DİTİB Nord Başkanı Zekeriya Altuğ
ALMAN TOPLUMUNA SÖYLEYECEK SÖZÜMÜZ OLMALI
ZAMAN: Görüşmeler tam olarak ne zaman başladı?
ALTUĞ: Hamburg Eyalet Başbakanı Ole von Beust’un talebi üzerine istişare edilerek DITIB, SCHURA ve VIKZ kuruluşlarının katılımıyla 2007 senesinin ilk aylarında hükümet ile öngörüşmelere başlandı.
ZAMAN: İslami kuruluşların ve Hamburg hükümetinin talepleri ne oldu?
ALTUĞ: İslami kuruluşlar olarak daha çok Müslümanların bireysel dini hakları noktasında ısrarcı olduk. Müslümanlara karşı ayrımcılıkların önlenmesi yönünde taleplerimiz oldu. Bunun yanı sıra Hamburg da İslam’ın daha iyi öğretilebilmesi için okullarda din dersi ve Hamburg Üniversitesi’nde bir İslam İlahiyatı kürsüsü konuları önemli müzakere maddelerini teşkil etti. Cami yapımı, dini bayramlar, İslami usullere göre cenaze defni, dini eğitim, medyada temsil gibi konular da anlaşmada tarafımızca dile getirilen ve genel manada olumlu sonuçlanan başlıklardı.
ALTUĞ: Hamburg hükümetinin talepleri ise öncelikle Müslüman kuruluşların atacakları adımlarda toplumu daha fazla bilinçlendirmek ve daha fazla işbirliği şeklinde dile getirildi. Örnek olarak bir cami yapımı esnasında mahallelileri bilgilendirmek ve camilerimizi gayrı müslim topluma daha fazla tanıtmak gibi bizim de gayet arzu ettiğimiz konular dile getirildi.

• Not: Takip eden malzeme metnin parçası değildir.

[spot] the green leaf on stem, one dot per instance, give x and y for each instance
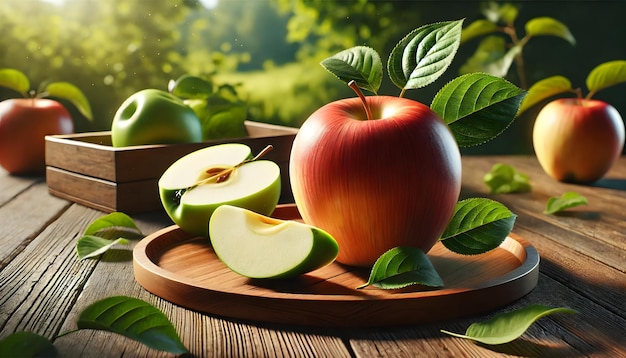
(542, 26)
(73, 94)
(15, 80)
(605, 75)
(92, 246)
(191, 87)
(135, 319)
(424, 54)
(26, 344)
(504, 178)
(507, 327)
(496, 12)
(114, 223)
(477, 107)
(544, 89)
(360, 64)
(566, 201)
(478, 28)
(478, 225)
(401, 267)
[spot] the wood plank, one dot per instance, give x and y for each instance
(594, 331)
(606, 226)
(113, 275)
(40, 285)
(33, 209)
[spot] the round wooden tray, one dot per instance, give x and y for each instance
(183, 269)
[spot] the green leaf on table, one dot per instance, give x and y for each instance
(478, 28)
(91, 246)
(71, 93)
(188, 87)
(477, 106)
(15, 80)
(401, 267)
(508, 326)
(544, 89)
(605, 75)
(504, 178)
(478, 225)
(568, 200)
(547, 26)
(135, 319)
(26, 344)
(116, 223)
(424, 54)
(360, 64)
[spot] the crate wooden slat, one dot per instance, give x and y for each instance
(86, 169)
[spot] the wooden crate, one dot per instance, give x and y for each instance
(87, 169)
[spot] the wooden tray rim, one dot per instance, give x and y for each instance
(141, 258)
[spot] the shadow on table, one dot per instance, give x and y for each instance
(610, 183)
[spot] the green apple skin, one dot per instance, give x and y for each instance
(152, 116)
(244, 188)
(219, 119)
(261, 247)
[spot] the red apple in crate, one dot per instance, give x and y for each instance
(578, 140)
(24, 122)
(392, 180)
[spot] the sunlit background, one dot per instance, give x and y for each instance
(270, 49)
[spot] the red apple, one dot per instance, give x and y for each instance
(24, 122)
(392, 180)
(578, 140)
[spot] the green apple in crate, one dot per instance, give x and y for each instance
(152, 116)
(258, 246)
(201, 181)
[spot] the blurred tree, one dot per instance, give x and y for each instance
(109, 49)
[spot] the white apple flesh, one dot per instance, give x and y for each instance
(578, 140)
(254, 185)
(261, 247)
(376, 184)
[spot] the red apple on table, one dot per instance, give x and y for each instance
(374, 184)
(578, 140)
(24, 122)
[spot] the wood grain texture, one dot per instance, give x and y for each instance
(43, 287)
(86, 169)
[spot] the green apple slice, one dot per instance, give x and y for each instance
(258, 246)
(253, 185)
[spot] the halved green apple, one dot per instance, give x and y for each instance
(196, 184)
(259, 246)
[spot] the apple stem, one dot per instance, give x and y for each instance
(223, 175)
(358, 92)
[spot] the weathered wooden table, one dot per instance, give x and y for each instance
(43, 286)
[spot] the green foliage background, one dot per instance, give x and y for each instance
(271, 48)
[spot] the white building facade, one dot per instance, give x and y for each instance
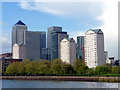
(94, 48)
(19, 51)
(68, 50)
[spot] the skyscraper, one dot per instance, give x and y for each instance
(80, 47)
(68, 50)
(56, 38)
(18, 33)
(19, 51)
(49, 35)
(94, 48)
(34, 41)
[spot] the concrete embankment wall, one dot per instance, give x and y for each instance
(64, 78)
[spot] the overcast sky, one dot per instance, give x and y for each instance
(75, 17)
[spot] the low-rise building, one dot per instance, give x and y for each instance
(6, 62)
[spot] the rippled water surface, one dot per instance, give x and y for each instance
(55, 84)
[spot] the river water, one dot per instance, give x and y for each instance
(55, 84)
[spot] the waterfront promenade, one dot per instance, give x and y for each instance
(63, 78)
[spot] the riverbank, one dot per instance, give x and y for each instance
(63, 78)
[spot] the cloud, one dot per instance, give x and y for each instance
(110, 26)
(105, 11)
(5, 43)
(75, 9)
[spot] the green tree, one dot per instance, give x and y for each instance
(79, 67)
(90, 71)
(102, 70)
(31, 67)
(115, 69)
(43, 67)
(22, 67)
(56, 66)
(109, 67)
(12, 69)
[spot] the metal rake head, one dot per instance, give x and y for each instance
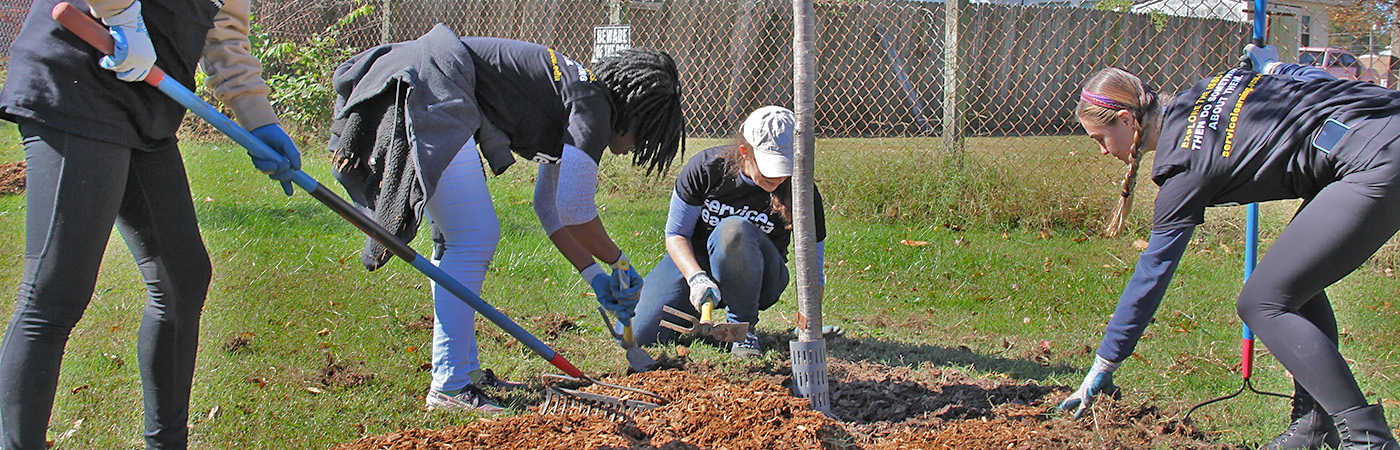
(560, 400)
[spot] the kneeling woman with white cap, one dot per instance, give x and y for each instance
(728, 232)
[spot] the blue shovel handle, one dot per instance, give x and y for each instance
(94, 34)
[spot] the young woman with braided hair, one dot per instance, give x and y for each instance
(482, 98)
(1243, 136)
(1144, 105)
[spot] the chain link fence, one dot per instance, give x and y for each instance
(914, 122)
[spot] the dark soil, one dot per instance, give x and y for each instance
(343, 373)
(879, 407)
(11, 178)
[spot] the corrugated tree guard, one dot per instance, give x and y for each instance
(808, 351)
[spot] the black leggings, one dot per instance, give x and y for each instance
(1333, 234)
(77, 188)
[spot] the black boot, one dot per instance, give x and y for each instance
(1364, 428)
(1311, 429)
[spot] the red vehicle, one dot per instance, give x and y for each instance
(1339, 63)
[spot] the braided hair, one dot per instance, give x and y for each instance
(1106, 93)
(646, 90)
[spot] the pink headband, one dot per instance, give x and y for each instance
(1101, 101)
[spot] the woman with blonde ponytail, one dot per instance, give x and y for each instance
(1245, 136)
(1113, 97)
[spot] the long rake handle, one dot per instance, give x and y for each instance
(94, 34)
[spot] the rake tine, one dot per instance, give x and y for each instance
(1264, 393)
(1187, 417)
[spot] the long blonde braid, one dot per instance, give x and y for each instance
(1106, 93)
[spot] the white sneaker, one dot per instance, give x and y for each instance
(749, 348)
(471, 398)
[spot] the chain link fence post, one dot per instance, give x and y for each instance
(385, 18)
(952, 76)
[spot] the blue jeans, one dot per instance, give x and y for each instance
(462, 210)
(745, 264)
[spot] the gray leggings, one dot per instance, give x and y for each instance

ZAMAN: Aleviler ve Sünnilerle görüşmeler ayrı ayrımı yapıldı? Bu süreçte başka kurum veya kuruluşlarla görüşme oldu mu?
ALTUĞ: Hamburg hükümeti Alevilerin talepleri doğrultusunda onlar ile görüşmeleri başından itibaren ayrı yaptı. İçerikler hakkında da herhangi bir bilgi akışı olmadı. Sürecin başında Hamburg Türk Toplumu (TGH) ile de görüşmelere başlanmış. Ancak görüşmeler esnasında TGH’nin dini bir yapısı ve yapılanması olmadığı için bir anlaşma olmamış bu görüşmeler daha çok fikir edinme bazında kalmıştır.

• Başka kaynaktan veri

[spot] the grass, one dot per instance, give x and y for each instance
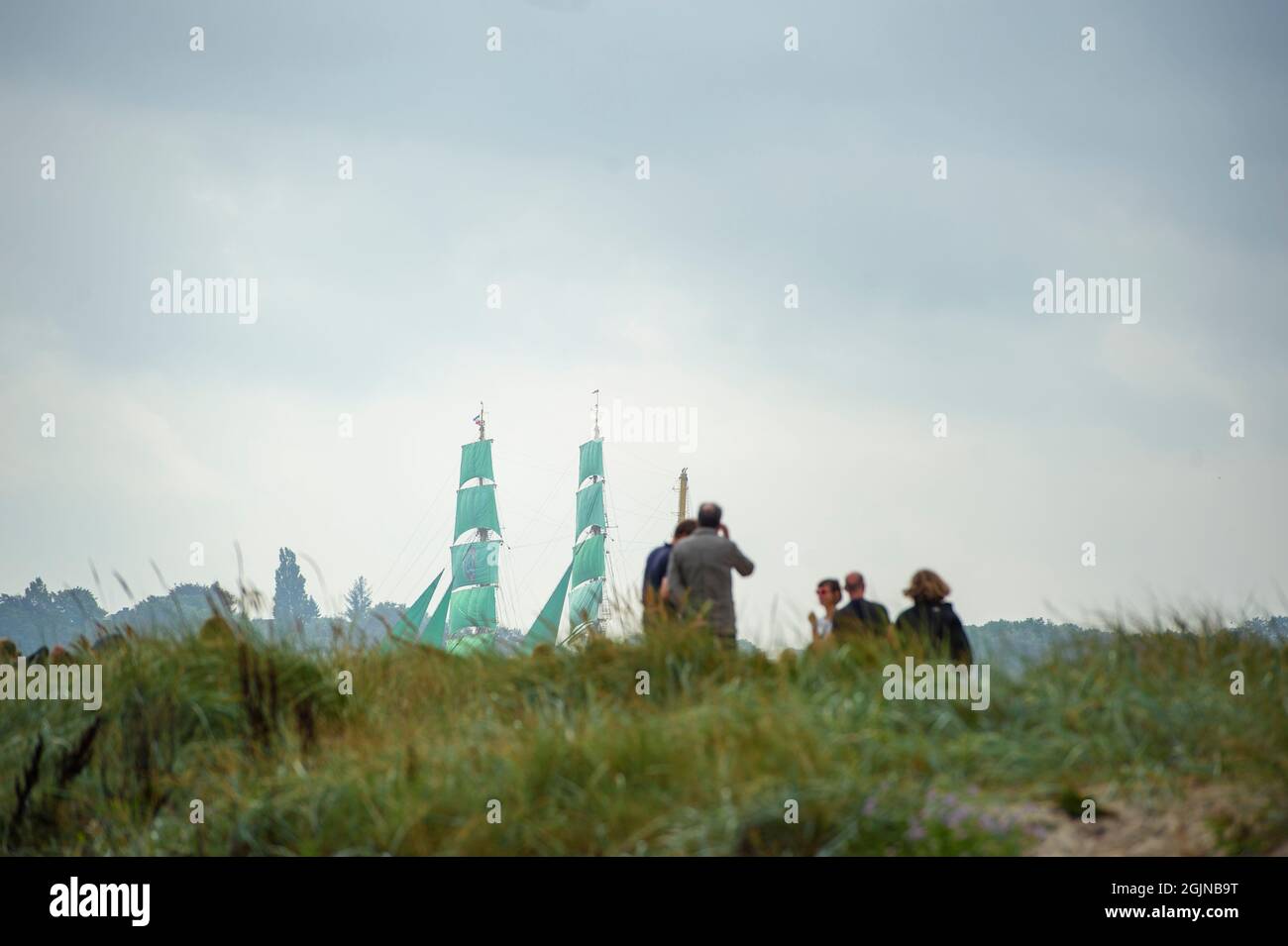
(575, 761)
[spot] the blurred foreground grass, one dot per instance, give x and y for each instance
(580, 762)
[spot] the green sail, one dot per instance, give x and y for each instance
(591, 461)
(590, 507)
(588, 559)
(407, 626)
(584, 604)
(477, 461)
(476, 508)
(433, 632)
(545, 628)
(475, 563)
(473, 607)
(473, 644)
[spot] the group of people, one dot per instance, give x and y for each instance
(694, 575)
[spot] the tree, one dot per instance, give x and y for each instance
(291, 601)
(43, 618)
(359, 601)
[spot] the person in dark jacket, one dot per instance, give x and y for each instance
(932, 618)
(657, 563)
(861, 615)
(698, 575)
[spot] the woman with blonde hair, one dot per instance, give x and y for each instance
(932, 618)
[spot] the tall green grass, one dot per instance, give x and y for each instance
(580, 762)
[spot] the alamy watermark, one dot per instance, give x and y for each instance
(653, 425)
(194, 296)
(73, 898)
(915, 681)
(1078, 296)
(53, 683)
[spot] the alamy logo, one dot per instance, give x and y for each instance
(915, 681)
(194, 296)
(653, 425)
(102, 899)
(1078, 296)
(53, 683)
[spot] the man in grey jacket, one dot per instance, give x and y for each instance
(698, 575)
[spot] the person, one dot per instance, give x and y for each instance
(698, 575)
(655, 567)
(828, 592)
(859, 614)
(932, 618)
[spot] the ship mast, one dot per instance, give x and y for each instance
(684, 497)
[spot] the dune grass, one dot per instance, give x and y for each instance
(429, 749)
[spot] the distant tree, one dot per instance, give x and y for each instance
(183, 606)
(357, 602)
(387, 613)
(291, 600)
(43, 618)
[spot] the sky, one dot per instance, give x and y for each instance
(911, 168)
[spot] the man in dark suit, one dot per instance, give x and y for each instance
(861, 615)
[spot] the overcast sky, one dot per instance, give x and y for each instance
(767, 167)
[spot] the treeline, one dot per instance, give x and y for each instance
(44, 618)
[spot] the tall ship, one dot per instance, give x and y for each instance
(467, 617)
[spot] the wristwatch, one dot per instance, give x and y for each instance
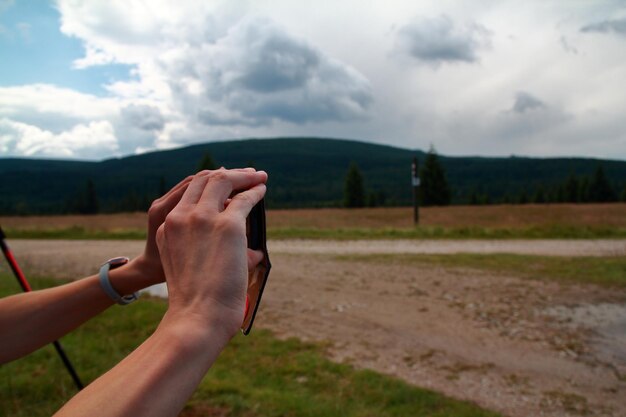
(105, 283)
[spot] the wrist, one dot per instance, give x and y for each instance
(197, 329)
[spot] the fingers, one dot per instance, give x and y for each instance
(221, 184)
(243, 202)
(195, 189)
(254, 258)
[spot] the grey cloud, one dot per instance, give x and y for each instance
(567, 46)
(277, 62)
(607, 26)
(259, 74)
(439, 40)
(525, 102)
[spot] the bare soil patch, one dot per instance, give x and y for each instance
(525, 348)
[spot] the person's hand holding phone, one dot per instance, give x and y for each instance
(203, 249)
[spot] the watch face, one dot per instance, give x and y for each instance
(117, 262)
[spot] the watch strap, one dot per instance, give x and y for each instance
(105, 283)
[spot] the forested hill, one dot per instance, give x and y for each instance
(304, 172)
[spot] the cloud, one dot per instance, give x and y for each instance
(6, 4)
(258, 74)
(567, 46)
(607, 26)
(525, 102)
(439, 40)
(92, 140)
(213, 66)
(143, 117)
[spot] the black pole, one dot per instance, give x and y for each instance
(415, 181)
(21, 279)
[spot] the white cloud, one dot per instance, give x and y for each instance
(92, 140)
(217, 70)
(440, 40)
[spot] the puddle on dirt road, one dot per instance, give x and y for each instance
(607, 322)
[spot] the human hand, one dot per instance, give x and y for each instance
(202, 244)
(148, 264)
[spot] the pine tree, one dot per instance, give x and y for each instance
(91, 198)
(583, 190)
(354, 193)
(571, 189)
(539, 197)
(600, 190)
(434, 188)
(162, 186)
(206, 162)
(523, 197)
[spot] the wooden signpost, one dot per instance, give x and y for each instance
(415, 182)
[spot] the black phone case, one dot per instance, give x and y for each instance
(257, 240)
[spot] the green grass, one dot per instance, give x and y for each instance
(257, 375)
(605, 271)
(438, 232)
(424, 232)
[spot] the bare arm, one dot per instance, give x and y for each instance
(31, 320)
(202, 244)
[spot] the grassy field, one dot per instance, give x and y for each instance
(569, 221)
(604, 271)
(257, 375)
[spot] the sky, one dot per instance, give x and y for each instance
(99, 79)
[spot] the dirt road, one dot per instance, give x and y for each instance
(525, 348)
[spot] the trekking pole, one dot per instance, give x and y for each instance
(21, 279)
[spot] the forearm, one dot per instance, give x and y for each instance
(158, 377)
(31, 320)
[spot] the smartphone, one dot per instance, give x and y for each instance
(257, 278)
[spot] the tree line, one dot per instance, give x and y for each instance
(435, 190)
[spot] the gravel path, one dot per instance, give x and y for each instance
(521, 347)
(598, 247)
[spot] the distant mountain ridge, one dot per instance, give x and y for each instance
(304, 172)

ZAMAN: Müslümanlarla yapılan anlaşma bugünkü haliyle tam olarak neyi kapsıyor ve Müslümanlar için ne ifade ediyor?
ALTUĞ: Daha önce verdiğim bilgiler dışında anlaşmanın en önemli özelliği, anlaşmaya imza atan üç kuruluşu Anayasa’nın yedinci maddesine uygun olarak resmen dini cemaat olarak tanımasıdır. Bu sayede Müslümanların bireysel olarak elde edemedikleri birçok toplumsal haklar artık dini cemaatler üzerinden elde edilebilecek. Örneğin, okullarda din dersi verilebilmesi, mezarlık hakkı ve İslami usullere göre defin, hapishane ve hastane gibi kamu kurumlarında dini hizmet, bayram günlerinin okul ve işyerlerinde Müslümanlara tatil olması, Radyo Televizyon Danışma Kurumlarında Müslüman temsilci bulunması gibi.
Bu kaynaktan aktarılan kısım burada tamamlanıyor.